Review by Vince Leigh
Perth-based act Jamaica Scream has just released Mad For You, a rock track comprised of a number of disparate elements that all help in creating a worthwhile listening experience.
It begins rather sedately, a laidback groove that establishes the pulse that continues throughout. Dom Muscadere’s low-tone cadences also help in steering the track clear of any typical rock histrionics.
The temperature increases as we get to the chorus. As one would expect of this genre, however, it is quite restrained, considering, no doubt, Muscadere’s vocal capabilities.
The production holds it all together, pitting the mostly organic textures against a smattering of string-like infusions and harnessing some decent performances to provide a full and energetic soundscape.
The song is more concerned with establishing a mood, a mindset, judging by Muscadere’s intentions—it’s ostensibly an anti-drug song—and it does this quite well.
And about those intentions; they are indeed quite weighty. As Muscadere has said, ‘The purpose of the song and the message is simply to convey; don’t do drugs’. Fair enough. Despite this conscionable attitude, these ambitions are not realised with an equal amount of clarity.

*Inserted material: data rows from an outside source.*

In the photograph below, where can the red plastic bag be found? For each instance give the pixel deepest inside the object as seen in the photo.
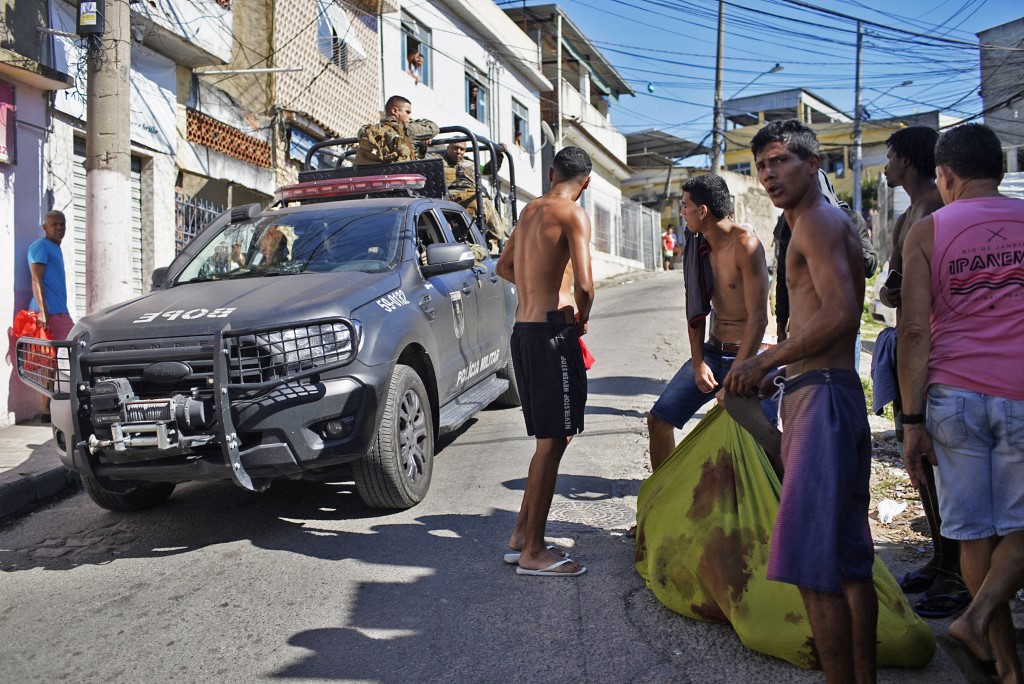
(588, 358)
(36, 357)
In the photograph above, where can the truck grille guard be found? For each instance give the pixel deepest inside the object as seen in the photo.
(242, 364)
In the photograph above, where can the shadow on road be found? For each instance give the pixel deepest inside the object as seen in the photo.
(401, 631)
(625, 385)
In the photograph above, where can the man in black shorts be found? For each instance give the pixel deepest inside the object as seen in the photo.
(553, 230)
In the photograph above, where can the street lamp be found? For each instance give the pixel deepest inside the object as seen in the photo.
(718, 143)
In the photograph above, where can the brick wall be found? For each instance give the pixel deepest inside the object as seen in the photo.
(203, 130)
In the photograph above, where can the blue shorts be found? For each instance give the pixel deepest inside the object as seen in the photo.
(682, 397)
(821, 537)
(979, 441)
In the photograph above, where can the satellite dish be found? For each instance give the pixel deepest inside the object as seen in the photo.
(547, 134)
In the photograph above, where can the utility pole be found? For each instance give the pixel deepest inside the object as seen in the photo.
(718, 128)
(108, 162)
(857, 114)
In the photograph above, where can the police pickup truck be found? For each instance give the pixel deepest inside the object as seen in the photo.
(348, 326)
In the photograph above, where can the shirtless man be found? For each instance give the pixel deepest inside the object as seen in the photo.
(553, 231)
(911, 166)
(821, 543)
(739, 311)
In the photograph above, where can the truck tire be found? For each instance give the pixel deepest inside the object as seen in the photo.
(126, 496)
(395, 470)
(510, 397)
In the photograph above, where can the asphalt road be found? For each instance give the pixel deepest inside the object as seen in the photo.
(303, 584)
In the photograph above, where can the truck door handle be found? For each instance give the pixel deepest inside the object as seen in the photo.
(427, 307)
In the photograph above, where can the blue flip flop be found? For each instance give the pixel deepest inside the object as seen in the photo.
(915, 582)
(939, 606)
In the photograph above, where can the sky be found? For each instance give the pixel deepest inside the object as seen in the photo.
(666, 50)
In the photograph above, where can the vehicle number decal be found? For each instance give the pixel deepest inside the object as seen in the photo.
(189, 314)
(478, 367)
(393, 300)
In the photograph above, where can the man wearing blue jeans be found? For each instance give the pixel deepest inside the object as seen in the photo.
(738, 300)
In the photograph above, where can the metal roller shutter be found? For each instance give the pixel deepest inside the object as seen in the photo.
(77, 228)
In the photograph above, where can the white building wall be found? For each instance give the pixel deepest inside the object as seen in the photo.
(443, 99)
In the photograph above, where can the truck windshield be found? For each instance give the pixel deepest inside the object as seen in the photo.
(316, 241)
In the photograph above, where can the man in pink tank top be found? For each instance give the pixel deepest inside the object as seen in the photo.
(962, 381)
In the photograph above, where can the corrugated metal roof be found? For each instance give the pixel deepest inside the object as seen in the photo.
(655, 147)
(580, 43)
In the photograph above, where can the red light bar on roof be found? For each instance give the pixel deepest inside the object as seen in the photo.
(354, 185)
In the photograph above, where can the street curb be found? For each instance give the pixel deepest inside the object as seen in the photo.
(40, 478)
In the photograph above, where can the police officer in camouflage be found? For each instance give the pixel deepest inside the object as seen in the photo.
(461, 181)
(387, 141)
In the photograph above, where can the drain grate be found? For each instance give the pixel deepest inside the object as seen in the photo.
(569, 516)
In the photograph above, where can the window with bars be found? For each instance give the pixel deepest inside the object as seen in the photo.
(476, 94)
(416, 43)
(332, 34)
(520, 125)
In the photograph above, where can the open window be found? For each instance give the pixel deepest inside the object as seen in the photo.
(476, 93)
(336, 40)
(520, 125)
(834, 162)
(416, 57)
(462, 229)
(428, 231)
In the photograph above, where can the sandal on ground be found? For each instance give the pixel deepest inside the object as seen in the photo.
(939, 606)
(973, 669)
(915, 582)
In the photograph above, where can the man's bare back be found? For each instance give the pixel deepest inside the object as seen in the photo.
(931, 202)
(739, 252)
(551, 240)
(553, 232)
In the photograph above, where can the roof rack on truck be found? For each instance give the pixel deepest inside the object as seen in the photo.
(432, 170)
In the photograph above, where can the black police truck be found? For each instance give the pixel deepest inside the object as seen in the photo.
(347, 326)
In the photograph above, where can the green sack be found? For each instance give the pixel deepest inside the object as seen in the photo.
(705, 520)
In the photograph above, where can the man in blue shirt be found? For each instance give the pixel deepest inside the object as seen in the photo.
(49, 289)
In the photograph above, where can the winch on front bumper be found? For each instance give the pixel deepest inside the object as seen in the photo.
(172, 411)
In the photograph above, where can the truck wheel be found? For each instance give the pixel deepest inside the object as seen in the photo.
(395, 471)
(128, 495)
(510, 397)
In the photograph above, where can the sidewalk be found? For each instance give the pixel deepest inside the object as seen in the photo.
(31, 471)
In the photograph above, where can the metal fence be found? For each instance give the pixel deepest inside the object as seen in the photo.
(192, 215)
(640, 234)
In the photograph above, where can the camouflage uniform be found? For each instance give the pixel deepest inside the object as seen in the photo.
(385, 142)
(460, 180)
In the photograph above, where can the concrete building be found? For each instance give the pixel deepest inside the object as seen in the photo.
(29, 81)
(745, 116)
(479, 71)
(657, 183)
(577, 113)
(1001, 94)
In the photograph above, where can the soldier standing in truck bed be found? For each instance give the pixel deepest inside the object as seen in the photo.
(461, 182)
(396, 137)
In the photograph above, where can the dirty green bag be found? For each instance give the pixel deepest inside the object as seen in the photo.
(705, 521)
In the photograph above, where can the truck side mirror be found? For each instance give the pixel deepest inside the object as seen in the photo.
(448, 258)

And that’s not necessarily a bad thing. Blurring lines is good, ambiguity is good also. As much as the writer feels aligned to their cause, their intentions, it doesn’t necessarily mean that the audience will get the scope of it, or perhaps get even an inkling of it. Such is the beauty of art; it remains fluid and obscured to the viewer or listener as the case may be.
In fact, music is abstraction if it’s anything.
By reigning in the intended message of Mad For You, whether by design or not, this facilitates more neutral territory for the listener, therefore opening up the possibilities of the song to those who may not necessarily share the writer’s viewpoint; they might simply like the tune, or they’re reading their own narrative into the lyric.